These are the key concepts you need to understand to accurately answer the question.

van der Waals Equation
The van der Waals equation of state is an improvement over the ideal gas law. It accounts for the volume occupied by gas molecules and intermolecular forces, which the ideal gas law ignores. The equation is given by:

\( \bigg(P + \frac{a}{v^2} \bigg)(v - b) = RT \).

Here:
  • \(P\) is the pressure of the gas.
  • \(v\) is the molar volume (volume per mole) of the gas.
  • \(T\) is the temperature.
  • \(R\) is the universal gas constant.
  • \(a\) accounts for the attractive forces between molecules.
  • \(b\) accounts for the finite volume occupied by the molecules.
Understanding this equation is crucial for realizing how real gases behave under different conditions.
Adiabatic Process
An adiabatic process is one where no heat is exchanged between the system and its surroundings. In such a process, the system's internal energy changes solely due to work done on or by the system. Mathematically, this is represented as:
  • \(dQ = 0\) (no heat transfer)
  • \(dU = -PdV\) (change in internal energy equals negative work done)
These conditions help derive other important thermodynamic relations and are essential for understanding how gases behave when they expand or compress without heat exchange.
First Law of Thermodynamics
The first law of thermodynamics states that energy cannot be created or destroyed, only transferred or transformed. For any thermodynamic process, the change in internal energy \(dU\) of a system is the sum of the heat added to the system \(dQ\) and the work done on the system \(PdV\):

\(dU = dQ - PdV\).

In an adiabatic process where \(dQ = 0\), this simplifies to:

\(dU = -PdV\).

This simplification is crucial when dealing with reactions and processes involving gases, especially when deriving expressions like the one for the adiabatic process for a van der Waals gas.
Internal Energy
Internal energy \(U\) is the total energy contained within a system, arising from both kinetic and potential energies of molecules. For a van der Waals gas during an adiabatic process, the internal energy change \(dU\) is related to the change in temperature and volume.
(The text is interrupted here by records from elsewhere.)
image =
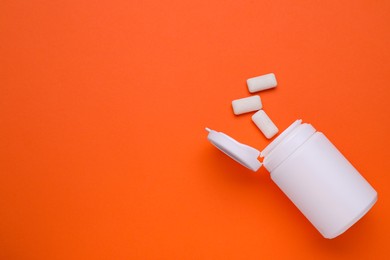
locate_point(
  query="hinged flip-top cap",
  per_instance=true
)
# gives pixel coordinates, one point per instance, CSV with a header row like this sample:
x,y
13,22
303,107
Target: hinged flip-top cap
x,y
241,153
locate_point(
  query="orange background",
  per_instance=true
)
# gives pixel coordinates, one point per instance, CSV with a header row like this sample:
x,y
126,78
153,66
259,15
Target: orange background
x,y
103,106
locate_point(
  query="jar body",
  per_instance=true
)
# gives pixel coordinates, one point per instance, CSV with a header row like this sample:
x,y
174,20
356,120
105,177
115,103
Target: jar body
x,y
324,186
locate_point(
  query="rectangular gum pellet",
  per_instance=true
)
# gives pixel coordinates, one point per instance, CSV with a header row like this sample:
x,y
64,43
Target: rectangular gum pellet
x,y
245,105
265,124
263,82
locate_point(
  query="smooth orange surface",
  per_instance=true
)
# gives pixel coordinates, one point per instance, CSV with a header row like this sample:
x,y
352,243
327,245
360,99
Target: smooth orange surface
x,y
103,104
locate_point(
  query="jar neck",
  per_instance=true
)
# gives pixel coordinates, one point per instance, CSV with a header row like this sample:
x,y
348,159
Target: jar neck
x,y
286,144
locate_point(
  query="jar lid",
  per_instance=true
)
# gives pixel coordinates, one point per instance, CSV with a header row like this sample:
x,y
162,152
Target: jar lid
x,y
241,153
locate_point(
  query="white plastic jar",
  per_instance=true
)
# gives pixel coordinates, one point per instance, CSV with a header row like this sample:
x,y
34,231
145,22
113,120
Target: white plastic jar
x,y
318,179
313,174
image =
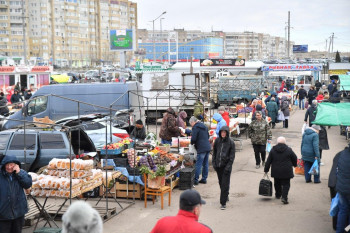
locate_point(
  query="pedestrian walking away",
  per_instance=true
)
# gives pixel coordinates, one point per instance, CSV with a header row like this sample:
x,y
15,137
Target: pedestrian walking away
x,y
281,159
186,219
310,151
200,140
223,157
259,132
13,202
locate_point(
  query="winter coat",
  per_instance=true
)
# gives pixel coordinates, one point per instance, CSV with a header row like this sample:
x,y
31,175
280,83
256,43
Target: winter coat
x,y
259,132
181,120
311,95
301,93
309,145
138,133
272,110
226,117
276,99
311,114
3,106
183,222
323,139
285,106
343,175
200,137
282,159
221,122
223,151
15,98
168,129
13,202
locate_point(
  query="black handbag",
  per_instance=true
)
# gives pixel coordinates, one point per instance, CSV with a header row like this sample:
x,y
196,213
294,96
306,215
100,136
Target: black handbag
x,y
265,186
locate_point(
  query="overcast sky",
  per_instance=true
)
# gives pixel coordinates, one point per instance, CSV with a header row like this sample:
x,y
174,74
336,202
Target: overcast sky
x,y
313,21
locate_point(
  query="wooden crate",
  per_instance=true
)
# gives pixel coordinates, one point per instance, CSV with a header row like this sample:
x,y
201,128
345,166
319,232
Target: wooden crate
x,y
124,191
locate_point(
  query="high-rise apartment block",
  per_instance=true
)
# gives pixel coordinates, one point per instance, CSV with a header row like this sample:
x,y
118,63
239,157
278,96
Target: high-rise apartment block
x,y
64,32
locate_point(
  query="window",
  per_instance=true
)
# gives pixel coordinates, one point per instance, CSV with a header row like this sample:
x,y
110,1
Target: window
x,y
37,105
4,140
52,141
17,142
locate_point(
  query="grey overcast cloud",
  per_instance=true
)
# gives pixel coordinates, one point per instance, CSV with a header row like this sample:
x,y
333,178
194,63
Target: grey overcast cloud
x,y
313,21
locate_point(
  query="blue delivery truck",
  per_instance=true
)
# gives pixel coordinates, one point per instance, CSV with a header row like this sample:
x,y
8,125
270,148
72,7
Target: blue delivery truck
x,y
47,101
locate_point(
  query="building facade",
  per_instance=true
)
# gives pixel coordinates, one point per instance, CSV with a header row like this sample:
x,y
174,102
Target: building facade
x,y
247,45
64,32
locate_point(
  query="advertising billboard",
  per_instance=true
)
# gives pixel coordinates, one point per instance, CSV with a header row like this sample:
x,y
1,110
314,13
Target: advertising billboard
x,y
300,48
121,40
222,62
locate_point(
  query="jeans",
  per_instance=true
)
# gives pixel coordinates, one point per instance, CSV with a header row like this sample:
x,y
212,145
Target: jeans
x,y
202,166
282,187
163,141
344,213
224,182
259,149
12,226
307,167
301,104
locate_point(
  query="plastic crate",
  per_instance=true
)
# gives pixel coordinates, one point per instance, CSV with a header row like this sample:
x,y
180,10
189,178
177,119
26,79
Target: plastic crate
x,y
121,162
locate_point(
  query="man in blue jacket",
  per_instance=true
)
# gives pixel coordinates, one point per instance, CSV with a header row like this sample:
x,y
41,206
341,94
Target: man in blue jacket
x,y
13,202
310,151
200,140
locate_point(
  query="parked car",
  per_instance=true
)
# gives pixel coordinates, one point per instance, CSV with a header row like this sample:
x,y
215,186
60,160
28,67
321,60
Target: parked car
x,y
42,146
95,126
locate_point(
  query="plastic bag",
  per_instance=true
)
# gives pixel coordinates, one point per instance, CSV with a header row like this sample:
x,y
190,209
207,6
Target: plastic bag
x,y
314,170
268,147
333,211
303,128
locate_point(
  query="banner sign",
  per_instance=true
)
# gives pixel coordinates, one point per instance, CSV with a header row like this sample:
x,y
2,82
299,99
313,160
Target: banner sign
x,y
300,48
222,62
291,67
121,40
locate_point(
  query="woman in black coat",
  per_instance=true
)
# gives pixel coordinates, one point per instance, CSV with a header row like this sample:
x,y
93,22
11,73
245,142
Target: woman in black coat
x,y
282,159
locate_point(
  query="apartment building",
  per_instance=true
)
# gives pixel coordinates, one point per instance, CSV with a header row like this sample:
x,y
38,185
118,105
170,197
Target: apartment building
x,y
248,45
65,32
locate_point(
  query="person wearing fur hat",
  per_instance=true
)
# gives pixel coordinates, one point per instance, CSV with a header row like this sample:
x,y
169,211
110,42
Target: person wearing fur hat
x,y
310,151
13,202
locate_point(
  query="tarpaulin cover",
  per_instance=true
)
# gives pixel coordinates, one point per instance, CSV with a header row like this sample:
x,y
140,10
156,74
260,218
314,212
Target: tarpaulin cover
x,y
333,114
344,82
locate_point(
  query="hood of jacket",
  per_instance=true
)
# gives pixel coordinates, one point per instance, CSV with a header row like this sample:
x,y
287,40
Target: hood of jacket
x,y
224,128
183,115
217,117
10,159
280,147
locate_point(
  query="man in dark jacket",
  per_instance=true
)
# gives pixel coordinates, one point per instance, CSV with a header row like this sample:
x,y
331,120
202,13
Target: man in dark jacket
x,y
200,140
223,157
186,219
139,131
343,189
282,159
168,129
13,202
311,113
301,94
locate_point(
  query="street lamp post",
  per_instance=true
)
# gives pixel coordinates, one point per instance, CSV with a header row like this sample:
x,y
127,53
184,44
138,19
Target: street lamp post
x,y
154,48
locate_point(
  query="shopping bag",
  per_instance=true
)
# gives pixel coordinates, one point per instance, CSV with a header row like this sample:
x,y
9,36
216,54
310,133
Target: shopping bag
x,y
300,167
280,116
303,128
268,147
314,170
265,186
333,211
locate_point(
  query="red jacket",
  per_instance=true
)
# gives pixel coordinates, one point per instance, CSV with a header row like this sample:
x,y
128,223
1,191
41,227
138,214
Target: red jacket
x,y
226,118
183,222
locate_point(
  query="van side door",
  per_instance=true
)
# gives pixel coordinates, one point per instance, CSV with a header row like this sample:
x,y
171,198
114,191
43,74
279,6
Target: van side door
x,y
24,147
By the equation

\(dU = c_V dT\),

where \(c_V\) is the specific heat at constant volume. This relation simplifies complicated calculations, letting us express the internal energy changes easily during the adiabatic processes as we've seen in the integration steps in the problem.
Work Done
Work done \(W\) by or on a system during a process can be calculated from the integral of pressure over volume changes: \(W = \int PdV\). For the van der Waals gas, pressure \(P\) is expressed as:

\(P = \frac{RT}{v - b} - \frac{a}{v^2}\).

During an adiabatic process, this forms part of the integral needed to solve for temperature and volume relations. By substituting this pressure back into our original integral and simplifying, we derive the final relationship that ties the system's temperature with its volume, adjusted for real-gas behaviors as expressed by the van der Waals equation.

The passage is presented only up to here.